Organizers: Steffen Kunn (IZA), Francis Vella (Georgetown University, GCER, and IZA)
Place: Georgetown University, Washington, DC, USA
Date: October 22 – October 26, 2012

The GU Economics Department and GCER join with IZA to host the inaugural IZA@DC Young Scholar Program. Its main objective is to expose young scholars to the world’s leading labor economists through a week of presentations and to give them the opportunity to collaborate on research projects with IZA Research Fellows in the DC area.

For more details and for procedures to apply see IZA Call for Nominations.


Mar 24, 2012
GCER Fellow’s Inequality Research Featured at Becker-Friedman Conference.

Prof. Axel Anderson

The inaugural conference on at the Becker-Friedman Institute on Measuring and Interpreting Inequality featured a plenary address by Lones Smith (U. Wisconsin), on his joint work with GCER Fellow Axel Anderson entitled “Matching with Evolving Human Capital”. The paper revisits Nobelist Gary Becker’s classic 1973 paper “A Theory of Marriage”, adding in an important unexplored feature — namely, that individuals are changed by their peers. When postdocs take low-wage temporary positions or parents pay for expensive private schooling to keep their children away from bad influences, they make a clear sacrifice of current for future welfare. Anderson and Smith’s paper develops the general theory of such matching and shows how one model simultaneously explains a myriad of time series and cross-sectional wage and matching patterns in the economy.


Mar 10, 2012
GCER Announces Intensive Econometrics Training Courses.

As part of GCER’ s mission to contribute to the quality of economic research and training in the Washington DC area, we are delighted to announce a new initiative in econometric training. In collaboration with the Center for Continuing and Professional Education, GCER will offer an Econometrics intensive seminar program, with the option of earning a non-credit professional Certificate in Econometrics. Program participants may elect to take individual intensive seminars, or to take three seminars in order to earn the Certificate in Econometrics. Taught by internationally renowned economists, Georgetown’s econometrics seminars are designed to be of practical and immediate use to individuals across the private and public sectors who seek tools to solve complex problems and inform both policy and practice. Each seminar includes applied experience in the estimation, interpretation, and evaluation of economic relationships. For more information see Econometrics Training. Jan 26, 2012
GU Econ Department and IZA sign the collaborative agreement.
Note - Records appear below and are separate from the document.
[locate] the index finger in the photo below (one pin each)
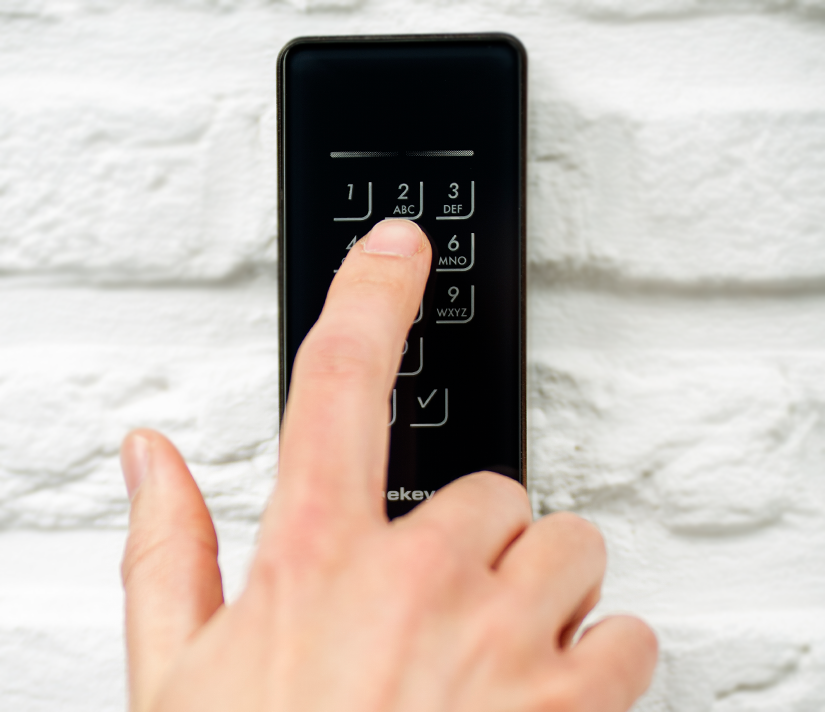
(334, 438)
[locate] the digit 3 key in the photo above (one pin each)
(444, 147)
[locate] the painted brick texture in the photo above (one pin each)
(676, 317)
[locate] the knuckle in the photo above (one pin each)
(338, 354)
(428, 557)
(567, 696)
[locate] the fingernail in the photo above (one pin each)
(401, 238)
(134, 459)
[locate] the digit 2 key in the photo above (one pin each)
(432, 129)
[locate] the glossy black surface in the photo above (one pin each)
(446, 117)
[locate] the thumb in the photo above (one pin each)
(170, 566)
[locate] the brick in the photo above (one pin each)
(73, 405)
(694, 196)
(737, 661)
(615, 9)
(713, 445)
(151, 188)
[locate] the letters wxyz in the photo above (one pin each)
(452, 311)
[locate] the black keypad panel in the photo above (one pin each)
(430, 129)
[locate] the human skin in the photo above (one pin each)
(463, 605)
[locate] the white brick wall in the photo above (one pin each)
(677, 309)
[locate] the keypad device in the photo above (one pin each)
(430, 129)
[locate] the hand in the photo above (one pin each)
(463, 605)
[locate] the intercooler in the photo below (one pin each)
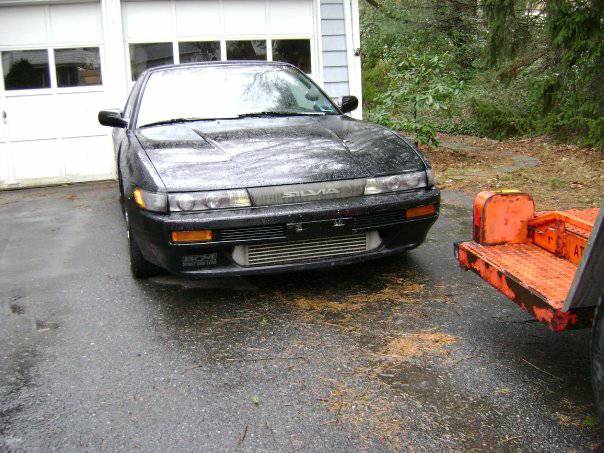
(305, 251)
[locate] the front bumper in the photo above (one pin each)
(152, 232)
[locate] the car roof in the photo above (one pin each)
(238, 63)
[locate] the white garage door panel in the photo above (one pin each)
(244, 17)
(148, 20)
(32, 117)
(4, 164)
(75, 23)
(194, 18)
(291, 17)
(38, 160)
(80, 116)
(24, 25)
(88, 158)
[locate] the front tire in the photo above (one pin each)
(597, 360)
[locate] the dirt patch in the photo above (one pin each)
(557, 176)
(417, 344)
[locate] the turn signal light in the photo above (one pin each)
(421, 211)
(138, 197)
(192, 236)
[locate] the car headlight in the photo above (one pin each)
(430, 175)
(150, 201)
(215, 199)
(396, 183)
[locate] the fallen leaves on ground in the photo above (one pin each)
(413, 345)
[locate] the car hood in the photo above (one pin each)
(254, 152)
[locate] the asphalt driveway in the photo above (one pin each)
(405, 353)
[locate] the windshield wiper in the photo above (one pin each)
(183, 120)
(277, 113)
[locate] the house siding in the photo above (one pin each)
(333, 37)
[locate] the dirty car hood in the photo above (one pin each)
(255, 152)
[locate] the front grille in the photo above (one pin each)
(267, 232)
(301, 251)
(378, 220)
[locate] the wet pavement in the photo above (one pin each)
(408, 353)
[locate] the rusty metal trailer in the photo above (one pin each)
(550, 263)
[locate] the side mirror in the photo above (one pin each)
(349, 103)
(112, 118)
(312, 95)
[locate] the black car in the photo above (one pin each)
(249, 167)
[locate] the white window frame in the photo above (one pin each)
(222, 37)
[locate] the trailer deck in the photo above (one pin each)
(532, 258)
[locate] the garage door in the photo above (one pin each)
(51, 88)
(162, 32)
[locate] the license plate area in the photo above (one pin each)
(319, 228)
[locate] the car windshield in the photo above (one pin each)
(212, 92)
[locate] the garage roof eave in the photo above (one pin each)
(40, 2)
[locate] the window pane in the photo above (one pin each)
(199, 51)
(144, 56)
(25, 69)
(246, 50)
(78, 67)
(294, 51)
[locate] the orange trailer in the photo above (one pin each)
(550, 263)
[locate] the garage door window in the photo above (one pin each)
(190, 52)
(25, 69)
(294, 51)
(246, 50)
(78, 67)
(144, 56)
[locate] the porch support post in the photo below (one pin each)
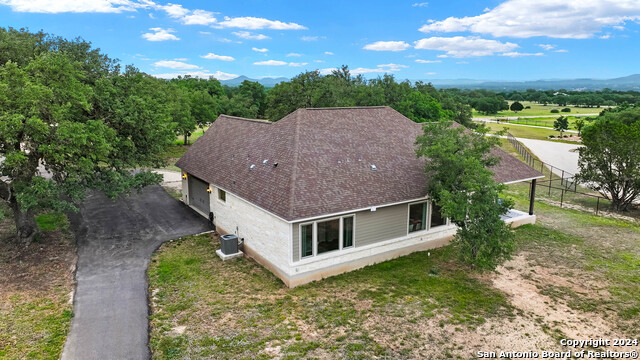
(532, 195)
On January 24, 2012, the Economics Department and Graduate School at Georgetown University reached a collaborative agreement with IZA,   the internationally renowned research institute focusing on labor market issues.

The agreement was finalized on the GU campus and signed by Department and Villani Chair Frank Vella,   IZA Director Klaus F. Zimmermann,   and Graduate Dean Gerald Mara   (all pictured at left).
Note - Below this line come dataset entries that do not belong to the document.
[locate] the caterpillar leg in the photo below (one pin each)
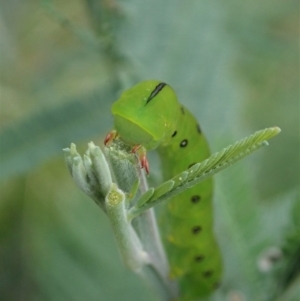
(141, 151)
(112, 135)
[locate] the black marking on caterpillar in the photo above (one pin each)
(196, 229)
(199, 258)
(157, 89)
(195, 199)
(207, 274)
(184, 143)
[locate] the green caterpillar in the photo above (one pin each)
(149, 116)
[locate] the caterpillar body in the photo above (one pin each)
(149, 115)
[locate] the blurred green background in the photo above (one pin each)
(235, 64)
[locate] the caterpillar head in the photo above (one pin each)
(146, 114)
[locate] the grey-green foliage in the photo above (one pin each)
(234, 64)
(136, 246)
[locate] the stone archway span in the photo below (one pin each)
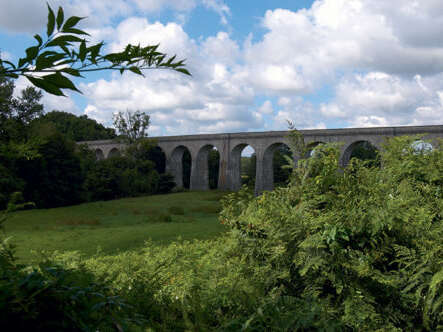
(234, 169)
(199, 168)
(347, 149)
(265, 172)
(99, 155)
(174, 164)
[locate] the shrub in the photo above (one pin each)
(361, 246)
(166, 183)
(164, 217)
(54, 298)
(178, 210)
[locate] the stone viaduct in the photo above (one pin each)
(231, 145)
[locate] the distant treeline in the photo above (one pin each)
(40, 162)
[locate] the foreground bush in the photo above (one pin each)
(359, 249)
(355, 249)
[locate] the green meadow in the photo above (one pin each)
(111, 227)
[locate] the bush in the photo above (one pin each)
(164, 217)
(358, 249)
(53, 298)
(177, 210)
(166, 183)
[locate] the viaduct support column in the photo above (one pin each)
(174, 166)
(199, 169)
(224, 174)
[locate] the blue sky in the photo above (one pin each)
(256, 64)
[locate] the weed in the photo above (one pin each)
(177, 210)
(207, 209)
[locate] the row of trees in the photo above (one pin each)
(40, 160)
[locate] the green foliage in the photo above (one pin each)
(54, 178)
(177, 210)
(52, 298)
(362, 246)
(165, 183)
(213, 168)
(66, 51)
(120, 176)
(77, 128)
(132, 126)
(17, 112)
(281, 173)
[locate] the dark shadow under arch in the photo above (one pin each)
(181, 162)
(362, 150)
(270, 169)
(99, 155)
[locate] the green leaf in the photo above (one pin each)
(71, 71)
(60, 17)
(31, 53)
(51, 21)
(64, 40)
(83, 51)
(76, 31)
(94, 51)
(12, 75)
(136, 70)
(21, 62)
(61, 81)
(42, 83)
(183, 70)
(71, 22)
(39, 40)
(44, 61)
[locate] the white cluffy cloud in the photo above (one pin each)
(380, 61)
(212, 100)
(380, 99)
(31, 15)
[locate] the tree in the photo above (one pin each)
(132, 126)
(77, 128)
(65, 51)
(16, 113)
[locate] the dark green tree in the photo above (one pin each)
(78, 128)
(132, 126)
(281, 173)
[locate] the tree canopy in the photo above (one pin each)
(65, 53)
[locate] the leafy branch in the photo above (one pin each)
(66, 52)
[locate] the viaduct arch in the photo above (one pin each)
(264, 144)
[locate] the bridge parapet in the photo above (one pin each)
(230, 146)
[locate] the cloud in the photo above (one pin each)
(214, 99)
(380, 99)
(383, 61)
(31, 15)
(303, 50)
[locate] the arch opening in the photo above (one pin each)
(362, 150)
(274, 171)
(213, 167)
(311, 148)
(205, 170)
(248, 165)
(180, 166)
(114, 153)
(158, 157)
(99, 155)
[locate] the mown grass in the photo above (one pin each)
(115, 226)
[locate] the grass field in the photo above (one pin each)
(114, 226)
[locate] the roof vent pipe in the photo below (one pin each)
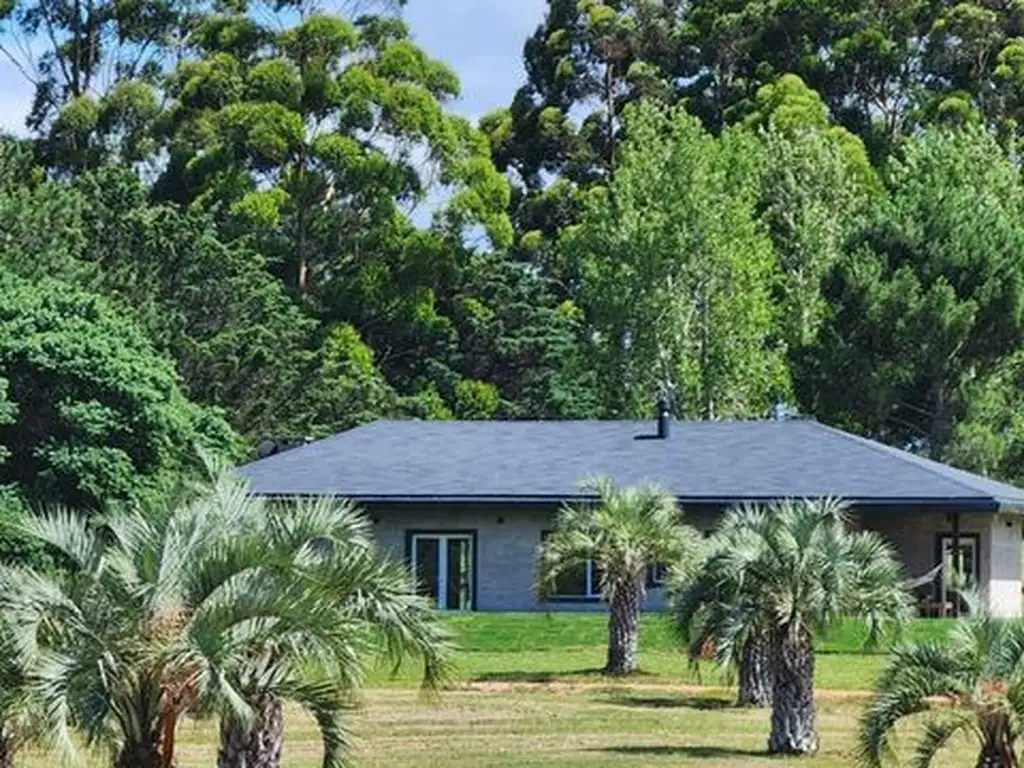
(664, 419)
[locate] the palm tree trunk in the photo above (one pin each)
(997, 750)
(624, 630)
(757, 675)
(7, 749)
(257, 744)
(793, 727)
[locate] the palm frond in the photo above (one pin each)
(937, 733)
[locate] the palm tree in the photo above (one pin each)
(701, 603)
(366, 604)
(19, 715)
(164, 612)
(796, 566)
(971, 682)
(625, 532)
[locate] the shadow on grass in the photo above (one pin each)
(519, 676)
(683, 752)
(670, 702)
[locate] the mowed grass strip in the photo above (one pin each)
(546, 647)
(527, 691)
(538, 725)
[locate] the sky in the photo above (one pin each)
(480, 39)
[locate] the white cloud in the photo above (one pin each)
(15, 98)
(481, 40)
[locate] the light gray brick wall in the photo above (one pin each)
(507, 539)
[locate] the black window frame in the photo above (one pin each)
(589, 580)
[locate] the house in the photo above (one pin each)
(468, 503)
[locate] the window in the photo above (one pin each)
(443, 563)
(582, 583)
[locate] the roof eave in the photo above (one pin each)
(980, 504)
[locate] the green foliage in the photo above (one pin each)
(209, 604)
(939, 260)
(97, 414)
(623, 532)
(677, 274)
(975, 672)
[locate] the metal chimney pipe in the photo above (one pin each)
(664, 418)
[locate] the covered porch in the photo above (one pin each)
(944, 548)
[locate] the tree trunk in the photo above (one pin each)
(7, 750)
(994, 756)
(140, 755)
(257, 744)
(624, 629)
(757, 674)
(793, 729)
(997, 749)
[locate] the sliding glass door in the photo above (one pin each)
(443, 567)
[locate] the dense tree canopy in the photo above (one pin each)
(92, 413)
(728, 203)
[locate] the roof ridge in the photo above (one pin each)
(904, 456)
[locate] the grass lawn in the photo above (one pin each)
(527, 693)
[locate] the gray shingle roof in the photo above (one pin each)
(719, 462)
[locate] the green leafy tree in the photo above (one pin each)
(975, 672)
(95, 71)
(624, 532)
(677, 274)
(988, 437)
(940, 260)
(240, 342)
(313, 138)
(795, 567)
(98, 415)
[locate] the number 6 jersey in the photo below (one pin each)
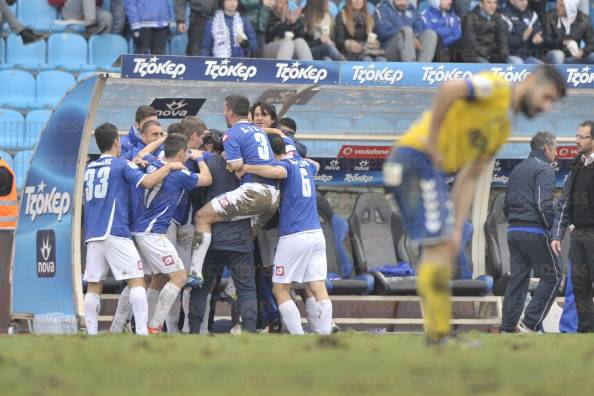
(106, 197)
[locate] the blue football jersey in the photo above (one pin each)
(161, 201)
(298, 207)
(291, 149)
(248, 142)
(107, 197)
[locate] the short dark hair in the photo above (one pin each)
(105, 135)
(147, 125)
(239, 105)
(174, 143)
(548, 74)
(144, 112)
(192, 125)
(277, 143)
(541, 140)
(176, 127)
(289, 123)
(267, 109)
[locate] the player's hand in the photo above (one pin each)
(556, 247)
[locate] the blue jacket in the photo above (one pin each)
(236, 51)
(147, 13)
(131, 140)
(445, 23)
(389, 21)
(530, 193)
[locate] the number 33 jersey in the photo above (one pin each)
(473, 129)
(298, 207)
(106, 197)
(247, 142)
The memorandum extends the existing collaborative efforts between the Econ Department and IZA and initiates a number of new programs that include formal exchanges of faculty and graduate students and jointly sponsored workshops and conferences. These initiatives will largely work through GCER in coordination with IZA.


Jan 20, 2012
Science Magazine highlights findings of Habyarimana and Jack

 
Professors Habyarimana and Jack

A recently published study by GCER Fellows James Habyarimana and William Jack on traffic fatalities in Kenya was picked up by the editors of Science Magazine. The Editor’s Choice section of the January issue discusses a field experiment by Habyarimana and Jack that was shown to significantly decrease accidents involving public buses — a serious problem on Kenyan roadways. Jan 5, 2012
GCER Fellow’s Inequality Research featured in GU College News.

Two recent articles highlight research by GCER Fellow Luca Flabbi on wage inequality between men and women in the workplace.

A December article in Georgetown College News and a January article in Georgetown University headline news discuss much of Flabbi’s recent research on hiring practices, job and wage inequality, and the effects of job search and bargaining in the U.S. labor market.